More than 120 buildings with at least some life science components are being built nationwide. Much of the new lab space currently under construction is in the top life science markets in the country such as Boston, San Francisco, the Bay Area and San Diego.

However, other markets are building properties to attract life science workers and companies. In New Jersey, HELIX Health + Life Science Exchange, a planned 4-acre mixed-use district near Rutgers University, is entering its second phase of a $731 million development. In a partnership with Trammel Crow, Georgia Tech is building the 365,000-square-foot Science Square Labs in Atlanta to fuel the market’s growth.

Transactions: National Average Sale Price Falls 22% from 2022 to 2023

The U.S. office market has seen $11.9 billion in transactions through the end of May.

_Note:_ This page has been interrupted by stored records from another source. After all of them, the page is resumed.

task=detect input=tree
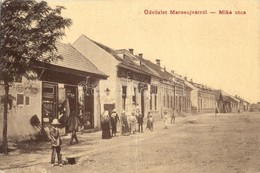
[0,0,72,154]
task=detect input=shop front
[37,44,107,132]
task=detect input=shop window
[122,86,127,110]
[14,76,23,83]
[132,88,136,105]
[25,96,30,105]
[150,94,153,110]
[167,94,170,108]
[154,94,157,110]
[17,94,24,105]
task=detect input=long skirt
[102,123,111,139]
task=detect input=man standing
[136,108,144,133]
[68,111,80,145]
[111,109,119,136]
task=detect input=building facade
[0,43,107,137]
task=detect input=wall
[0,78,42,140]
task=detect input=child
[163,111,168,129]
[148,113,154,132]
[50,119,62,166]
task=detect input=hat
[51,118,60,125]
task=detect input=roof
[134,57,173,80]
[85,39,154,75]
[46,42,107,77]
[250,104,260,109]
[214,90,240,103]
[115,49,159,77]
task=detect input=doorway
[141,91,145,117]
[42,82,57,126]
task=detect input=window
[17,94,24,105]
[167,94,170,108]
[150,94,153,110]
[122,86,126,110]
[132,88,136,105]
[154,94,157,110]
[25,96,30,105]
[14,76,22,83]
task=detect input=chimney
[129,49,134,55]
[155,59,161,67]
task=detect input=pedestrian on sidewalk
[68,111,80,145]
[101,110,111,139]
[136,108,144,133]
[163,111,168,129]
[129,112,137,134]
[111,109,119,136]
[171,109,175,124]
[121,110,129,136]
[215,107,218,117]
[147,113,154,132]
[50,119,62,166]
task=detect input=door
[141,91,144,117]
[42,82,58,126]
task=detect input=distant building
[73,35,157,119]
[190,81,217,113]
[250,102,260,112]
[215,90,240,113]
[0,42,107,137]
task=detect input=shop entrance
[42,82,57,126]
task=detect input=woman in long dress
[101,111,111,139]
[129,112,137,134]
[121,110,129,135]
[111,109,119,136]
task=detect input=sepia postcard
[0,0,260,173]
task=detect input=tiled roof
[47,42,107,76]
[135,58,173,80]
[90,39,154,75]
[250,104,260,109]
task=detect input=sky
[48,0,260,103]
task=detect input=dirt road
[4,113,260,173]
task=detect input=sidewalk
[0,116,195,171]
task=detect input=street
[0,113,260,173]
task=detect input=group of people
[50,112,80,166]
[50,108,175,166]
[101,108,154,139]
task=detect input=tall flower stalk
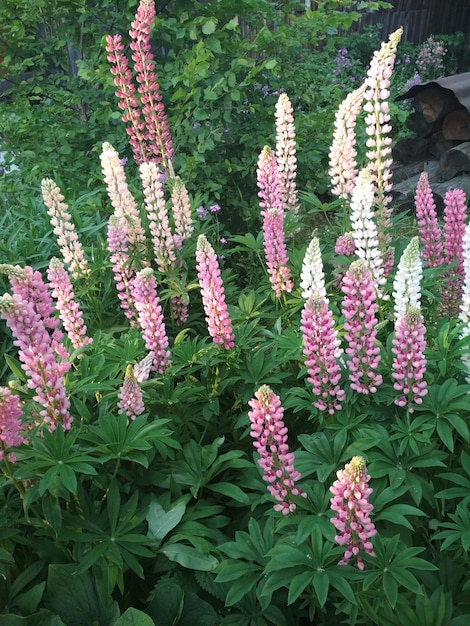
[196,235,235,350]
[41,178,90,278]
[330,456,377,570]
[275,93,299,213]
[248,385,305,515]
[415,172,444,267]
[341,260,382,394]
[364,28,403,254]
[328,85,365,200]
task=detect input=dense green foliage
[0,0,470,626]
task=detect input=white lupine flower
[351,168,385,288]
[393,237,423,319]
[300,237,326,300]
[459,224,470,384]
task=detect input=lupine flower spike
[328,85,365,200]
[275,93,299,213]
[364,28,403,254]
[139,163,176,274]
[393,237,423,320]
[131,267,170,374]
[41,178,90,278]
[0,293,73,431]
[0,387,24,463]
[441,189,467,317]
[100,141,145,255]
[341,260,382,394]
[392,306,428,413]
[350,169,385,294]
[415,172,444,267]
[330,456,377,570]
[196,235,235,350]
[301,292,345,415]
[248,385,306,515]
[118,365,145,420]
[47,257,93,348]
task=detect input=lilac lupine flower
[275,93,299,213]
[350,169,385,293]
[392,306,428,413]
[171,176,194,248]
[330,456,377,570]
[196,235,235,350]
[41,178,90,278]
[364,28,403,253]
[441,189,467,316]
[300,291,345,415]
[0,387,25,463]
[139,163,176,274]
[415,172,444,267]
[248,385,305,515]
[0,293,73,431]
[129,0,173,174]
[300,237,326,300]
[256,146,282,215]
[341,260,382,394]
[100,141,146,255]
[107,215,140,325]
[393,237,423,320]
[131,267,170,374]
[118,364,145,420]
[328,85,365,200]
[47,257,93,348]
[263,208,294,298]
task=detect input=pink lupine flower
[248,385,306,515]
[41,178,90,278]
[275,93,299,213]
[0,293,73,431]
[441,184,467,316]
[415,172,444,267]
[171,176,194,249]
[0,387,25,463]
[350,169,385,293]
[256,146,282,216]
[107,215,136,325]
[100,141,145,255]
[300,292,345,415]
[129,0,173,173]
[330,456,377,570]
[0,264,70,360]
[131,267,170,374]
[341,260,382,394]
[118,365,145,420]
[47,257,93,348]
[263,208,294,298]
[139,163,176,273]
[328,85,365,200]
[392,306,428,413]
[106,35,148,163]
[300,237,326,300]
[393,237,423,320]
[364,28,403,252]
[196,235,235,350]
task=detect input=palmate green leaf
[160,543,219,572]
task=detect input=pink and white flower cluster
[248,385,306,515]
[330,456,377,570]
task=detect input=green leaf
[114,607,155,626]
[147,498,186,543]
[161,543,219,572]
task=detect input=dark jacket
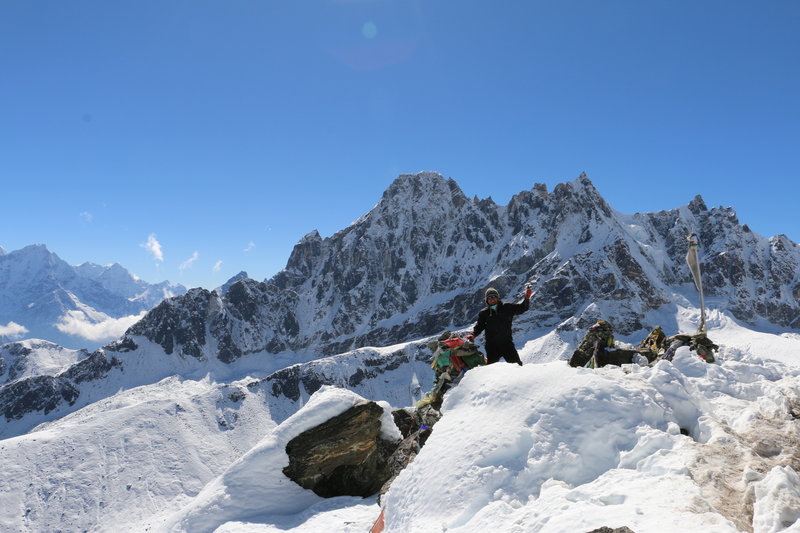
[472,299,531,344]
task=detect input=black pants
[486,341,522,366]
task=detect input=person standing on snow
[471,287,532,366]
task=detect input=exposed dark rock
[60,350,122,384]
[0,376,80,421]
[111,172,800,364]
[283,402,397,498]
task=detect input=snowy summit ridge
[120,172,800,361]
[0,173,800,533]
[0,244,186,348]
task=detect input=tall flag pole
[686,233,706,334]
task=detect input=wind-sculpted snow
[0,173,800,533]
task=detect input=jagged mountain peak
[379,171,466,207]
[688,194,708,215]
[112,172,800,360]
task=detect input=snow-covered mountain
[129,172,800,362]
[0,173,800,533]
[0,245,186,349]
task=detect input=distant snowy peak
[217,270,248,295]
[0,244,186,348]
[123,172,800,361]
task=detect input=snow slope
[115,323,800,533]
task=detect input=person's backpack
[569,320,614,368]
[639,326,667,359]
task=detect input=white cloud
[0,322,28,339]
[56,311,146,342]
[178,250,200,270]
[139,233,164,262]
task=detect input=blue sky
[0,0,800,288]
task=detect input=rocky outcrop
[0,343,122,426]
[283,402,397,498]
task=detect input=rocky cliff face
[119,172,800,362]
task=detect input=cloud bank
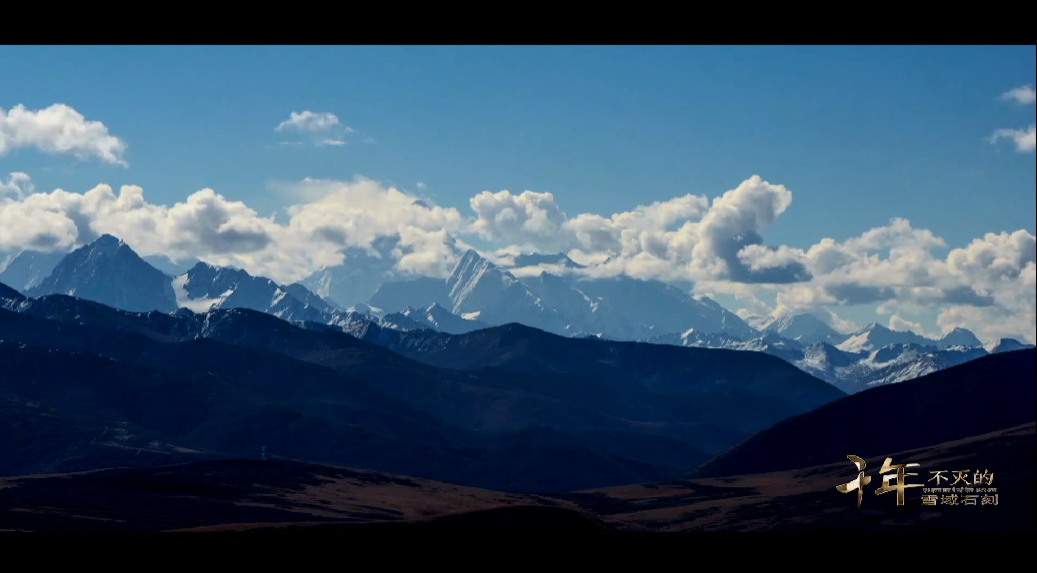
[0,104,129,167]
[0,173,1037,341]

The national average sale price of an office building has fallen from $250 per square foot in 2022 to $195 in 2023, a decrease of 22%.

The recent sale of Union Bank Plaza in Los Angeles highlights the significant drop in sale prices. In 2010, KBS Realty Advisors bought the building for $208 million, but this year, they sold it to Westbridge Capital for only $104 million. At the same time, a 13-story San Francisco office tower acquired by Wells Fargo for $108 million in 2005 is expected to trade for about $42.6 million.

Northeastern Markets: Life Sciences Continues to Drive Development in Boston

Manhattan remained the most expensive market for office rents in May, closing the month at $73.57 per square foot, well above the next two highest rates — San Francisco’s $65.98 per square foot and the Bay Area’s $54.02 per square foot. In contrast, among leading office markets in the North, Philadelphia recorded the lowest asking rents, with its average stabilizing at $31.11 per square foot.

The office vacancy rate in the region hovered around the national average of 17.05%, with Brooklyn coming in at 17.07%, Manhattan at 17% and New Jersey at 16.95%. At the same time, Manhattan’s average vacancy rate grew at the fastest pace in the region, rising 2.92% year-over-year.

Thanks to the booming life sciences sector, Boston‘s development pipeline remained generous. The metro had 15.2 million square feet of office space under construction, equal to 6.3% of its existing inventory — leading the region on a percentage-of-stock basis and in terms of square footage. On the other end stood New Jersey, with 0.8% of its total inventory underway, representing 1.6 million square feet of office space.

Manhattan also claimed the largest sales volume nationwide, accounting for $1.13 billion of the $11.9 billion national total. New Jersey boasted the second-largest volume, totaling $827 million in office sales, while Boston amassed $756 million throughout the first five months of the year.

Looking at sale prices, Manhattan also led the nation, with properties trading at $698 per square foot. Boston came in second in the region and third nationwide, with an average sale price of $475 per square foot. Meanwhile, in Philadelphia and New Jersey, properties sold at an average of $161 per square foot and $144 per square foot, respectively, below the $195 per square foot national average.